I am trying to do a bunch of algebra on data arrays being loaded from disk. So I have 2 steps: data_load and data_process. It turns out that the data_load takes about 50% of data_process (nice problem to have btw!). But this raises the possibility of loading the next batch to GPU while waiting for current batch to finish.

So… would like to figure out a way to run data_load(next_batch) (using multiprocessing?) plus transfer to GPU while data_process(current_batch) is running. I’m a bit confused whether this is even possible, and whether nn.DataParallel modules are meant for for this kind of single GPUwork.

I tried coding something simple using cpu multiprocessing, but I think it defeats the purpose as starting a pool is slow (I would need to do this moultiple times) - and I’m not even sure if this asynch call does what I’m hoping it will do.
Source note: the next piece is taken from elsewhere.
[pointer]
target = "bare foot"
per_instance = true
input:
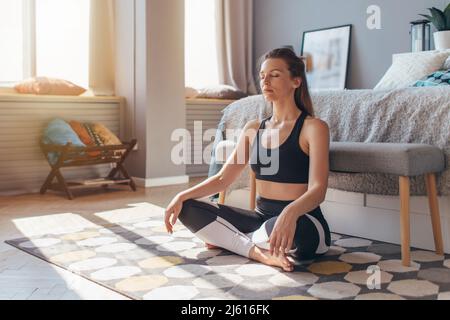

pool = mp.Pool(processes = 1)
data_next = pool.apply_async(load_data_next, args = (chunk_ctr, ))

data[current_batch] = torch.from_numpy(data_next).float().to(device)

Any advice on this issue?
Thanks in advance!

1 Like

pytorch dataloader already uses multiprocessing. As gpu is asynchronous it runs in parallel if that’s you are wondering. In fact, when you set num_workers,= N, N batches will be loaded in parallel (if you have enough cpus ofc).

The problem is you want to allocate those batches on gpu inside the multiprocessing. I think that’s not possible (if i’m not wrong). But if you wanna try it’s a matter of allocating tensors into gpu inside the getitem. I’d say it will throw an error but you can try.

For sure I can tell you that you would be only saving the time gpu needs to allocate the batch into the gpu, but nothing else (if it’s not already like that).